Killing beauty in North America
Buck, C. (2001). Killing beauty in North America (Doctoral dissertation, Pacifica Graduate Institute, 2001). UMI No. 3043120
The first recorded battle after the Battle of the Little Big Horn between Plains Indians and the United States Army occurred in September of 1876. My great grandfather led an assault against the Plains Indians and acquired war trophies from the Northern Cheyenne Indians. These objects, held by my family for 122 years, were returned to traditional society members In the summer of 1998.
This paper is a heuristic and hermeneutic interpretation, amplification and reflection of the consequences of 500 years of denied genocide, a depth psychological analysis of cultural trauma, primitive mental states, Coyote the Trickster, and group functioning.

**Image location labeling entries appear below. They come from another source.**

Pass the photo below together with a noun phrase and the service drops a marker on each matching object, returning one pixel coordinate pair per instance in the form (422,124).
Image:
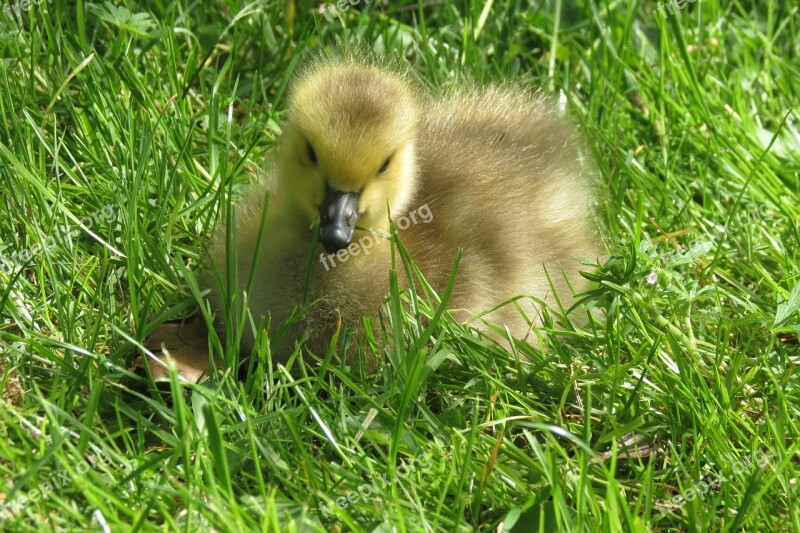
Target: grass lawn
(125,133)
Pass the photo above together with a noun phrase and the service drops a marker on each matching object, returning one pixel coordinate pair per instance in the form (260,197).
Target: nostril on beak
(335,238)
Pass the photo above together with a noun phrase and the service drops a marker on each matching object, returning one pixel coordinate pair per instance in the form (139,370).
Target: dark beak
(338,216)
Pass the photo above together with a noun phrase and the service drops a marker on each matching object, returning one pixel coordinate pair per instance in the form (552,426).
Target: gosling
(493,172)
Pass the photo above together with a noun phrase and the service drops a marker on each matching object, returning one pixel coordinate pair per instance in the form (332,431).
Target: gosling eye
(312,155)
(384,166)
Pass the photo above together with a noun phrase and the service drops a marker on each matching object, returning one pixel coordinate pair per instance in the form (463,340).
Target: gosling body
(493,172)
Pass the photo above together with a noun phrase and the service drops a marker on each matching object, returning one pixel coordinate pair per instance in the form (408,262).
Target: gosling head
(348,149)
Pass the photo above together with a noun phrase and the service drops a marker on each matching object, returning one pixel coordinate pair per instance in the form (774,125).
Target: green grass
(123,139)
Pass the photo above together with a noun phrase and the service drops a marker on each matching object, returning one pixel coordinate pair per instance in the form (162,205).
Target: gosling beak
(338,216)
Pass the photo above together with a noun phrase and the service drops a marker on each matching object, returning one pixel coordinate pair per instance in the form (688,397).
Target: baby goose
(493,172)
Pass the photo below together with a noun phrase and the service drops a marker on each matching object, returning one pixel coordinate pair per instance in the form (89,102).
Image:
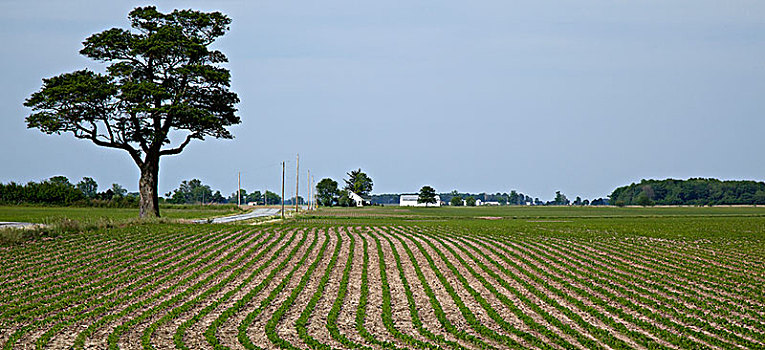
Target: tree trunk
(147,186)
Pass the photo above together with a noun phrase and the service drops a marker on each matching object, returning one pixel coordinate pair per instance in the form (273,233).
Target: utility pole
(282,190)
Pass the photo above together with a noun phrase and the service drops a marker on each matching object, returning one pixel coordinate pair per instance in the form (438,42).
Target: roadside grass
(47,215)
(538,211)
(56,221)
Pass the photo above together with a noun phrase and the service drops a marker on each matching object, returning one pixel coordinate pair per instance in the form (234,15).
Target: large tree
(427,195)
(162,83)
(358,182)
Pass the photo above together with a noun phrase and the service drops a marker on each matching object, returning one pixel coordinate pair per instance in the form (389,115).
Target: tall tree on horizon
(358,182)
(161,80)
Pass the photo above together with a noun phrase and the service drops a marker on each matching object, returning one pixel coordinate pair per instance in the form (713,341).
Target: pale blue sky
(579,96)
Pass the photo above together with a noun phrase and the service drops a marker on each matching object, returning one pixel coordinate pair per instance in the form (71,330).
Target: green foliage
(358,182)
(54,191)
(427,195)
(88,187)
(192,191)
(560,199)
(695,191)
(162,79)
(345,200)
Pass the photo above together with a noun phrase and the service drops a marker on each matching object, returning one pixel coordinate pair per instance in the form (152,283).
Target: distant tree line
(329,194)
(58,190)
(455,198)
(695,191)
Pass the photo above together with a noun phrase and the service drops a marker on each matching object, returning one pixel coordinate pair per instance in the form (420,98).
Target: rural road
(255,213)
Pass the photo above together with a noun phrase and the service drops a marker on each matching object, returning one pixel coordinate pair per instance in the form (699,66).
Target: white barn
(410,200)
(360,201)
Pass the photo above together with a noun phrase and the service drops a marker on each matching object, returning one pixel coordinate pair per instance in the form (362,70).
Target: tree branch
(178,149)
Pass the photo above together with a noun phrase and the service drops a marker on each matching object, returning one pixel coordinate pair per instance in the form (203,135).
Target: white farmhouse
(360,201)
(410,200)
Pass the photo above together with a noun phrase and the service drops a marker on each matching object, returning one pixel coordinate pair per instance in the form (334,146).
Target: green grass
(52,214)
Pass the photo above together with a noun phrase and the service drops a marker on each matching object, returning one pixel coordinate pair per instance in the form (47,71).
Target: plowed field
(483,286)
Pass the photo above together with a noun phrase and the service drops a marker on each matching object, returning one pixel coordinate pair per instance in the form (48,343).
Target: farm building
(359,200)
(410,200)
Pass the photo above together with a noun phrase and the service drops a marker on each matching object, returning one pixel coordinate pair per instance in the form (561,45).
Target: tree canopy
(358,182)
(427,195)
(694,191)
(162,81)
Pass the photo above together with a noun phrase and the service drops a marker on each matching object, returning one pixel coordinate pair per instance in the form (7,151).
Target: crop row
(379,287)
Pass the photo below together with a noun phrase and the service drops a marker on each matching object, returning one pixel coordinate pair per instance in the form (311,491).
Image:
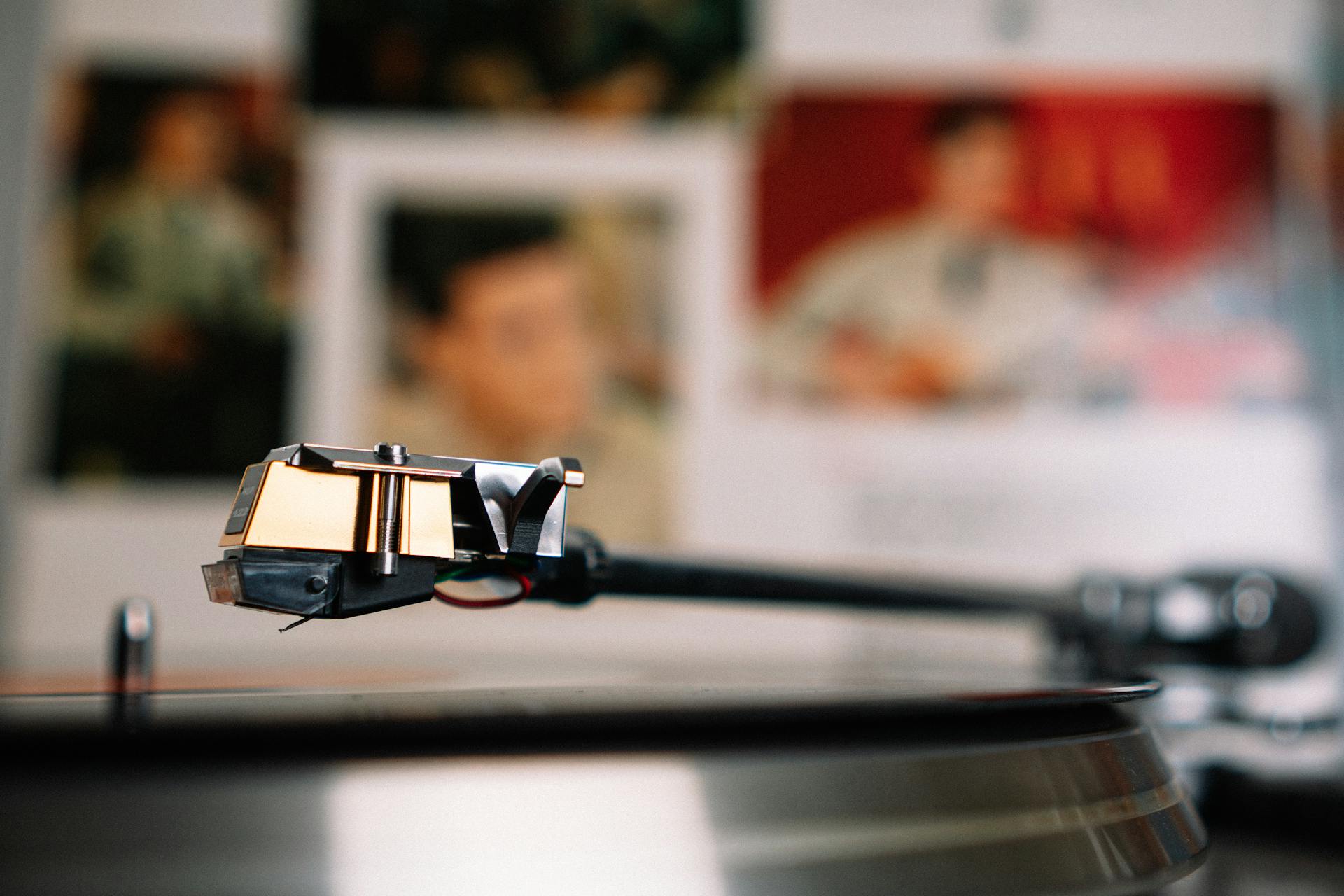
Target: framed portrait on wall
(510,293)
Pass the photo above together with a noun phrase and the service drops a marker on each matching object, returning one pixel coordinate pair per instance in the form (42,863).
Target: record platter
(696,782)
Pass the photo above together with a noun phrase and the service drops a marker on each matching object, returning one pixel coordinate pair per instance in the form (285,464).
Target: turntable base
(836,789)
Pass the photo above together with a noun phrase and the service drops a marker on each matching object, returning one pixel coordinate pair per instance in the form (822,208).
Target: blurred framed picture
(968,251)
(1021,336)
(592,59)
(521,295)
(167,250)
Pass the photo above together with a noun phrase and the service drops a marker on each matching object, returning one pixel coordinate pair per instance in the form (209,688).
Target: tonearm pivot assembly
(330,532)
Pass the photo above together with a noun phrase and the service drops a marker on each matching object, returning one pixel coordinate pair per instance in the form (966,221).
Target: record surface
(733,789)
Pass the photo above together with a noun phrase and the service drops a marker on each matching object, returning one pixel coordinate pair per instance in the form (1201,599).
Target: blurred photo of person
(171,330)
(1046,248)
(496,354)
(951,302)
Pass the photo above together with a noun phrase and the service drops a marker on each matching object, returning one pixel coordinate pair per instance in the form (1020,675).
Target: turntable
(689,783)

Our historical shadow includes our participation in the attempted genocide of Native Americans. Revisionism—the cunning assertion that memory is a deliberate lie—is hatred's ultimate obscenity (Bertman, 2000, p. 62). Our schools have traditionally taught both Indian and Euro-American children a revisionist view of our heroic conquest of the American West that denies that the Holocaust ever happened. Past and current local and international political policies support this delusion. Eigen (1993) writes that the intensity of belief attached to delusions indicates that the individual is trying to hold fast to a terrifyingly important dimension of his own story (p. 10). Our nation's tendency to idealize itself is a perversion resulting in unrealistic and unattainable attitudes that are related to our Society's affinity for killing Beauty. Collectively we continue to both idealize and denigrate Native Americans, perpetrating the same perversion on ourselves.
The destructiveness of idealization is expressed through primitive mental states that no one fully outgrows. Primitive intrapsychic affect is linked to primitive expressions in the larger collective. Our lack of collective awareness of history and our ongoing attempts at cultural genocide are affecting us through a process of denial that splits us off from the violence of our past that is being expressed by our youth. Individual or collective perversion results in losses of human vitality and creativity that insult the nature of Soul.